Kelowna neighbourhood gets colourful revamp with 7 new murals
Putting art on buildings shows people in the community that you care about them, says project director
Seven businesses in Kelowna's Rutland neighbourhood are getting a mural makeover thanks to the new Uptown Mural Project.
The project is an effort by the the Uptown Rutland Business Association to make the area a more attractive place to visit, explained executive director Laurel D'Andrea.
The murals, located near Rutland Centennial Park in the east side of the city, are all within a few blocks of each other.
"By having this art in this area it gives people a reason to come up to Rutland and they're all walkable," she said.
UBC Okanagan students and Okanagan College students live in the area and D'Andrea hopes the murals will appeal to them.

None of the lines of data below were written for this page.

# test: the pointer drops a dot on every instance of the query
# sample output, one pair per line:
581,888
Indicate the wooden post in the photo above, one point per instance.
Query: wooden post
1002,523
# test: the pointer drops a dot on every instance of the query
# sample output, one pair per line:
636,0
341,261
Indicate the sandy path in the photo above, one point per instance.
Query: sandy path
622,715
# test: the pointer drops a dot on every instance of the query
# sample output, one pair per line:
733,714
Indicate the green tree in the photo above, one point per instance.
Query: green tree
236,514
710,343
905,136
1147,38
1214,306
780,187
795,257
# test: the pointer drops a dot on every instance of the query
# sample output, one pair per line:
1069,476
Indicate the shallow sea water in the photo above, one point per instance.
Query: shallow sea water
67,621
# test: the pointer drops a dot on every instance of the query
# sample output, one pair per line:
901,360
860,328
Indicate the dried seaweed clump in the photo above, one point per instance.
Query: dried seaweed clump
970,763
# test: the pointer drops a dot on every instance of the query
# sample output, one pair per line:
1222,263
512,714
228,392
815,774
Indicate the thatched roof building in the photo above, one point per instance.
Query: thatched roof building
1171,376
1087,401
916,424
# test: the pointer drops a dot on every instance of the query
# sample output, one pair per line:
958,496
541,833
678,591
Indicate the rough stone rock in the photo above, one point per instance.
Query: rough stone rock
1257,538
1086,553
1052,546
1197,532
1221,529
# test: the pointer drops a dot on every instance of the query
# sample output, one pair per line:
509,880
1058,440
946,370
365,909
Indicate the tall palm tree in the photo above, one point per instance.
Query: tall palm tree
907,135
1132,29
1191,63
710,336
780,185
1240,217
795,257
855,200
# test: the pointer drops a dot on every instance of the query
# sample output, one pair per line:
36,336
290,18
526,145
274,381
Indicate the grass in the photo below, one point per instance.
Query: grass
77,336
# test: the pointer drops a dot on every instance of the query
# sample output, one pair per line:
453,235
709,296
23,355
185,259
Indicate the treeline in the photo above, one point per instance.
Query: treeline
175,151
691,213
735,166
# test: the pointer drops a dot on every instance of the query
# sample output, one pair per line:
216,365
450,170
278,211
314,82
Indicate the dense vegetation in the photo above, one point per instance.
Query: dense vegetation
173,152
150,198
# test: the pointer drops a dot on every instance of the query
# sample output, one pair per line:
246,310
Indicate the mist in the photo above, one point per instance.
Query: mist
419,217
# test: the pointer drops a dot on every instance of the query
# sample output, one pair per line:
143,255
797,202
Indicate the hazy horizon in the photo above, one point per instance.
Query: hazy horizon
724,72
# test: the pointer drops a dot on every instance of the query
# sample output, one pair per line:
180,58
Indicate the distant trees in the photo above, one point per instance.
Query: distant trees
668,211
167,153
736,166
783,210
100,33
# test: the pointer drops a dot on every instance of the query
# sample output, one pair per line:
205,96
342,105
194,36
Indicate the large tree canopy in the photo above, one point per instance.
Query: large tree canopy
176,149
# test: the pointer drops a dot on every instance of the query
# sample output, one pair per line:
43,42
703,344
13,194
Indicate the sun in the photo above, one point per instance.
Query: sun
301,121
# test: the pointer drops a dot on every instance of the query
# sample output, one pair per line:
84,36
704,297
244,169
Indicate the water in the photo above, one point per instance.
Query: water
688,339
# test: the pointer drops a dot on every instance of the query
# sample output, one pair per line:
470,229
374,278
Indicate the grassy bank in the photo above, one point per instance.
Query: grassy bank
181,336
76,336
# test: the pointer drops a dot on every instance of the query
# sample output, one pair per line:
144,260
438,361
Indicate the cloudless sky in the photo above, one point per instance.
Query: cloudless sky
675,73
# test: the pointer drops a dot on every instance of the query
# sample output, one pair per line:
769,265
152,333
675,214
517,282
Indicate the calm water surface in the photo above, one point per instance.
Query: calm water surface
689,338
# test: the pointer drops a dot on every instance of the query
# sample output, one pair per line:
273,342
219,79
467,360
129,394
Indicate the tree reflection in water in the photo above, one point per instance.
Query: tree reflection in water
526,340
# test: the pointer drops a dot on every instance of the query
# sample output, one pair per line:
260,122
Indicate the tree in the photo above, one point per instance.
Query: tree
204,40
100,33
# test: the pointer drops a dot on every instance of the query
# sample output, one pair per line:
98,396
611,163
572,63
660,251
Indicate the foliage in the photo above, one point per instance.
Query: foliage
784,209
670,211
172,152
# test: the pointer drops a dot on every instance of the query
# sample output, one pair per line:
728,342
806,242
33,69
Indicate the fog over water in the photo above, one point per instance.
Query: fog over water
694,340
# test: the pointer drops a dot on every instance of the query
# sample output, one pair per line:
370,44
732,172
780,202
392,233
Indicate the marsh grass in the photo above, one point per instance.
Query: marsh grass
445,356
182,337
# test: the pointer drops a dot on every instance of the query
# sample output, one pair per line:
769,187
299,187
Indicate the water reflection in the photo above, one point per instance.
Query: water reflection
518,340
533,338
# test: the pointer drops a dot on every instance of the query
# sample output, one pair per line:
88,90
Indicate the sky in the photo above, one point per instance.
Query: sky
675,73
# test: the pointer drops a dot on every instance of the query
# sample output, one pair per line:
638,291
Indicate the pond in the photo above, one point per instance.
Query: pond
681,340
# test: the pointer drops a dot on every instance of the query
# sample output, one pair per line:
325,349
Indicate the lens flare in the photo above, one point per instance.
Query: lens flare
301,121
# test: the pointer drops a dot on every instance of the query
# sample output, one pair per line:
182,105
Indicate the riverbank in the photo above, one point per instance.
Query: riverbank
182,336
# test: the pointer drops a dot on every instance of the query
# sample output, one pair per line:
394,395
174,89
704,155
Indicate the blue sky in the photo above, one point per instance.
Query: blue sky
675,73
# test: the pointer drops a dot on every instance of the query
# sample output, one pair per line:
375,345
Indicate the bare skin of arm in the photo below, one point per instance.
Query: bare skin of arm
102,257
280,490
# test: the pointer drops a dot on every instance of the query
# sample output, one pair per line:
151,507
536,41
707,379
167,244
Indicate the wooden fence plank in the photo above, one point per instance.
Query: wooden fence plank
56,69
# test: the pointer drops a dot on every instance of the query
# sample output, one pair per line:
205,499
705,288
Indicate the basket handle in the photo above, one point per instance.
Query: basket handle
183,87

"That's why we decided to go with abstract and funky murals rather than historical," said D'Andrea.
Already people are coming and visiting the murals as they are being completed she said.
Muralist Kevin Ledo, known for his work painting a nine-storey portrait of Leonard Cohen on the side of a Montreal building, is putting the finishing touches on a piece he is doing of a boy he photographed on the beach.
"I'm super happy to have my piece here in Rutland. It's the first time I'm painting a mural in B.C.," he told Daybreak South's Christine Coulter.
"I'm really excited to see what everybody else is going to complete with their murals for this project," he added.
David Doody, artistic director for the Uptown Mural Project, recently moved back to Kelowna after having lived in Ledo's hometown of Montreal, and was inspired by the local art scene.
"When we came back we thought we'd try and bring some of that same kind of flavour and arts and culture vibe back with us to just celebrate our own arts and culture that we have here in the Okanagan, but on a slightly smaller scale," said Doody.
"It's a lot of leg work, but really it's kind of a simple equation. All we had to do was just have the desire to have it."
He wanted there to be a range of contemporary-style murals so they appeal to a wide range of tastes.
"When you put public art on the buildings that's for people to look at and it's beautiful, you're saying that you care about the people that are in the community walking by and the community looks back at that and they reflect that," said Doody.